The High Court has wound up seven companies run from an office in Mayfair after an investigation found that their marketing of high-risk mini-bonds was misleading.
The Insolvency Service investigation found that their marketing of high-risk mini-bonds, used to fund property development projects, was misleading and the directors continued to take investors’ money even after the companies were insolvent.
In the case reminiscent of the collapse of mini-bond provider London Capital & Finance (LCF), the Manga Group includes four unregulated mini-bond investment vehicles (Magna Investments X Ltd, MIX2 Ltd, MIX3 Ltd and MIXG Ltd), an associated group and brand holding company (Magna Asset Management Ltd), an operational company (Magna Project Management Ltd), and a consultancy/administration company (MIX Ops Ltd)
The four unregulated mini-bond investment vehicles had raised over £20m from members of the public.
The principal directors of all the Manga Group companies were Christopher John Madelin and Oliver James Mason.
All were incorporated between December 2014 and March 2019, and were registered at the same address in Berkeley Square in Mayfair, London.

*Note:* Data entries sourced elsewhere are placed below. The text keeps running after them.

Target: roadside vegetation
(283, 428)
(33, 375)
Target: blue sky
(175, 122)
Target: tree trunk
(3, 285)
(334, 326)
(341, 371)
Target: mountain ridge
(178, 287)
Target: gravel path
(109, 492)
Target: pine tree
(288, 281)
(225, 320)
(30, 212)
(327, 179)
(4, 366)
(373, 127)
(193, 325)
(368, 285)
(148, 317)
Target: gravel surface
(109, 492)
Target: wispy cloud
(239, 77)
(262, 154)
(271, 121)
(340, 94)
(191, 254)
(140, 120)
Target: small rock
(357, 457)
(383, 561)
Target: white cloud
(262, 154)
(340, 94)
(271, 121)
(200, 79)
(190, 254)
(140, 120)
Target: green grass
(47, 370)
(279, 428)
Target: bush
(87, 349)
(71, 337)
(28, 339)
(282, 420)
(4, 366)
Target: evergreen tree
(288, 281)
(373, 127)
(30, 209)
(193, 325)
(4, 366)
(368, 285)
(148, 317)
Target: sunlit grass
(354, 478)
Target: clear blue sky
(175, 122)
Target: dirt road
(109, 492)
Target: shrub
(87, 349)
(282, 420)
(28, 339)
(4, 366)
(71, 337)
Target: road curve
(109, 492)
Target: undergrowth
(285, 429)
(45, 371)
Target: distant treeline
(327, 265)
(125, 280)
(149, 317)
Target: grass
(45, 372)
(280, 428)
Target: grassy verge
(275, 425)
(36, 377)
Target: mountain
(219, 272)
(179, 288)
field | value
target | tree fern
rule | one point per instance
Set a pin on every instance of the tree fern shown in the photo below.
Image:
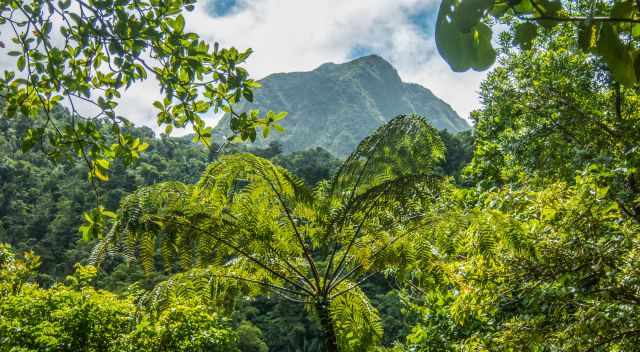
(255, 224)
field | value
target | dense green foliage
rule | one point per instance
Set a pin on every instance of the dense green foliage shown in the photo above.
(608, 29)
(83, 54)
(248, 225)
(77, 317)
(523, 235)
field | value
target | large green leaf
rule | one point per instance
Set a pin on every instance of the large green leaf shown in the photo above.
(617, 55)
(463, 49)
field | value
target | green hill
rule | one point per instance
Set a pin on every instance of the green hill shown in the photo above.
(337, 105)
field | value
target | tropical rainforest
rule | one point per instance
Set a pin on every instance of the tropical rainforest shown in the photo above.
(522, 234)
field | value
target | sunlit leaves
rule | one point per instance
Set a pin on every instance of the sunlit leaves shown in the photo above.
(609, 31)
(463, 41)
(87, 54)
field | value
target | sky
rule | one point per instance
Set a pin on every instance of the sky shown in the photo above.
(300, 35)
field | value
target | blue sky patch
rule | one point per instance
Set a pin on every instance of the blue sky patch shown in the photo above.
(220, 8)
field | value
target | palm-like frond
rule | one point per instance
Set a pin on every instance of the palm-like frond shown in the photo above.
(257, 224)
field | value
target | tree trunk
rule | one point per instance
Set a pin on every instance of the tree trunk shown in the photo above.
(328, 330)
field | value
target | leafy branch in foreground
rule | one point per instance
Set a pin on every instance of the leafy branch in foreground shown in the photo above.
(607, 29)
(82, 54)
(251, 225)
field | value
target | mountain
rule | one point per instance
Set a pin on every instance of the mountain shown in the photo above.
(336, 105)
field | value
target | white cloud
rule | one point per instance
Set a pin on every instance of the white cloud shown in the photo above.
(300, 35)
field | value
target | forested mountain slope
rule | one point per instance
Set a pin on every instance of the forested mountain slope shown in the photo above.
(337, 105)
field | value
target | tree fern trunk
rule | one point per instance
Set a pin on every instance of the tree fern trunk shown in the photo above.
(328, 330)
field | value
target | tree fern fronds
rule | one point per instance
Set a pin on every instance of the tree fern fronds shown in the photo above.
(358, 323)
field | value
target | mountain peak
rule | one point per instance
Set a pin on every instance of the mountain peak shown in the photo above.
(336, 105)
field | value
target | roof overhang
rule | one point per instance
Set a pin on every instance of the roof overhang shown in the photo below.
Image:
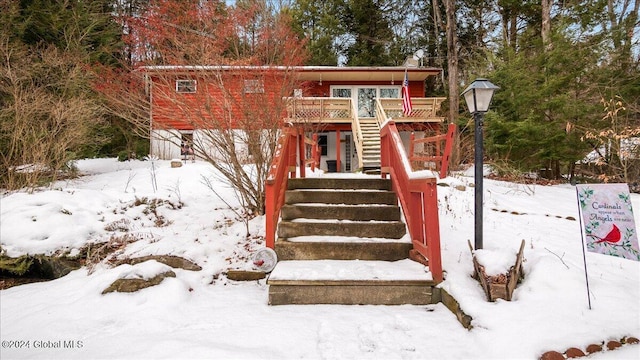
(314, 73)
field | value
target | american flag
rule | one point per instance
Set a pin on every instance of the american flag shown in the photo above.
(406, 98)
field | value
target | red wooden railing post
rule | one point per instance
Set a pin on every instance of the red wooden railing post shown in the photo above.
(301, 152)
(448, 146)
(418, 198)
(270, 225)
(314, 152)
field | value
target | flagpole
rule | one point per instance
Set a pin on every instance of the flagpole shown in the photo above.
(584, 254)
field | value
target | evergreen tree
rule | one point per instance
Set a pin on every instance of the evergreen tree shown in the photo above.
(317, 22)
(370, 33)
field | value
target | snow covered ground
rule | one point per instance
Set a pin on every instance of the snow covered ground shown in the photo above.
(204, 315)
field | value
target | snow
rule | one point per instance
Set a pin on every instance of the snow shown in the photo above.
(350, 270)
(202, 314)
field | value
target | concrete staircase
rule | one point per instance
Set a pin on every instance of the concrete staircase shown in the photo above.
(342, 241)
(370, 144)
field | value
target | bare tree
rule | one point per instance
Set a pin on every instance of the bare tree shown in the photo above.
(45, 116)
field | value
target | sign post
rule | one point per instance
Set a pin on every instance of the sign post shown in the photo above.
(606, 222)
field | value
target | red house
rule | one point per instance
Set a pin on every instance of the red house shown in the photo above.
(345, 106)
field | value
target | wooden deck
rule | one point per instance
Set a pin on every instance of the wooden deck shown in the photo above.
(342, 110)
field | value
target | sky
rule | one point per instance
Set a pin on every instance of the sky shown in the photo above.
(204, 315)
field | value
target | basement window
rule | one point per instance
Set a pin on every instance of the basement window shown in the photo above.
(253, 86)
(185, 86)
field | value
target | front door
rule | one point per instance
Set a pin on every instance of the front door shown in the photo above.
(367, 102)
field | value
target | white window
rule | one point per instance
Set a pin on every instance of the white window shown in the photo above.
(185, 86)
(253, 86)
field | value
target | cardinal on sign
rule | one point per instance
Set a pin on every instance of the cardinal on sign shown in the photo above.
(612, 237)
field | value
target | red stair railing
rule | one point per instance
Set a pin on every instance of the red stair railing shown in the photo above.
(418, 198)
(284, 166)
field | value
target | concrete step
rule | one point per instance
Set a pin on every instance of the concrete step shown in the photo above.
(341, 248)
(350, 282)
(341, 212)
(365, 183)
(344, 196)
(363, 229)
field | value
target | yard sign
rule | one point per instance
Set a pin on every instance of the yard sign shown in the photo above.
(608, 226)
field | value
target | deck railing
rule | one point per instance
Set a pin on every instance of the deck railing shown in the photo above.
(341, 110)
(418, 198)
(436, 151)
(319, 109)
(284, 166)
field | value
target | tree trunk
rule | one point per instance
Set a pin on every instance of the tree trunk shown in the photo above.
(546, 24)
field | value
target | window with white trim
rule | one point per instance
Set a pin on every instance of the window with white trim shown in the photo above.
(186, 86)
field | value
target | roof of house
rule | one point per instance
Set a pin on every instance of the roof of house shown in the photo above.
(314, 73)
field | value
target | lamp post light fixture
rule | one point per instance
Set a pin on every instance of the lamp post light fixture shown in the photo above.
(478, 97)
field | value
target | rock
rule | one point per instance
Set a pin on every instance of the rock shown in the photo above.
(175, 262)
(552, 355)
(612, 345)
(593, 348)
(245, 275)
(630, 340)
(574, 353)
(133, 285)
(55, 267)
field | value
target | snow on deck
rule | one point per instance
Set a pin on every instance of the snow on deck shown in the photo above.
(316, 270)
(346, 239)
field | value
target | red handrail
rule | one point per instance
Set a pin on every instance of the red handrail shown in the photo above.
(418, 198)
(283, 166)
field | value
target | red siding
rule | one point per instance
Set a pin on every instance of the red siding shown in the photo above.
(209, 108)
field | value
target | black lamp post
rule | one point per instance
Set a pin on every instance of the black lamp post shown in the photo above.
(478, 97)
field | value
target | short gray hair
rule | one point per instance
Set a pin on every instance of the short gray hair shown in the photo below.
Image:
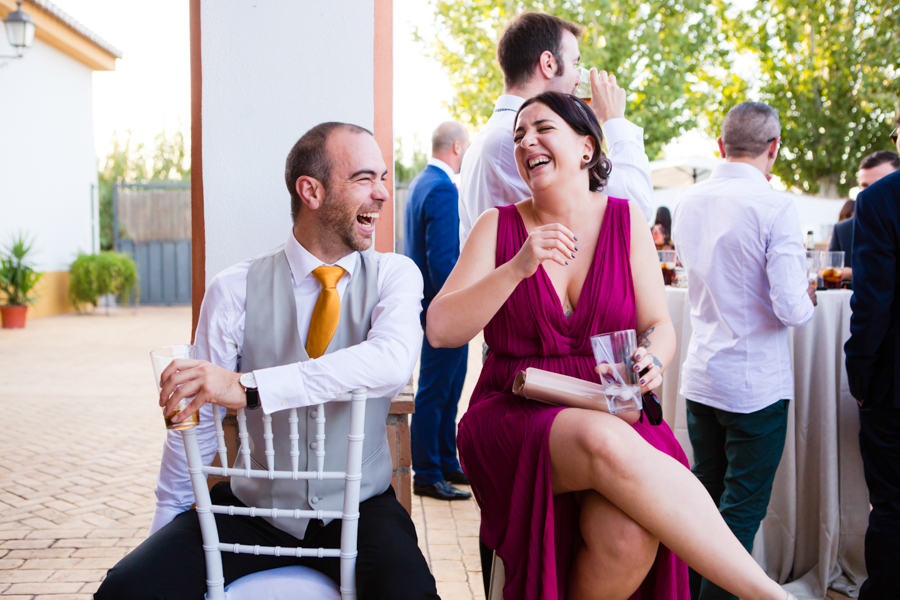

Over 11,600 investors put money into what they believed were relatively safe bonds before the collapse of failed £236m mini-bond firm London Capital & Finance in January 2019. It was the first high profile case of its kind and led to investigations into the Financial Conduct Authority (FCA)’s regulation of mini-bonds.
The FCA apologised for its handing of the collapse of LCF in a statement made in April. The FCA was roundly criticised for its handling of the LCF fiasco by the Dame Gloster Report into the collapse.
The FCA recently banned the mass-marketing of mini-bonds to retail investors, following serious concerns that they were being promoted to investors who neither understood the risks involved, nor could afford the potential financial losses.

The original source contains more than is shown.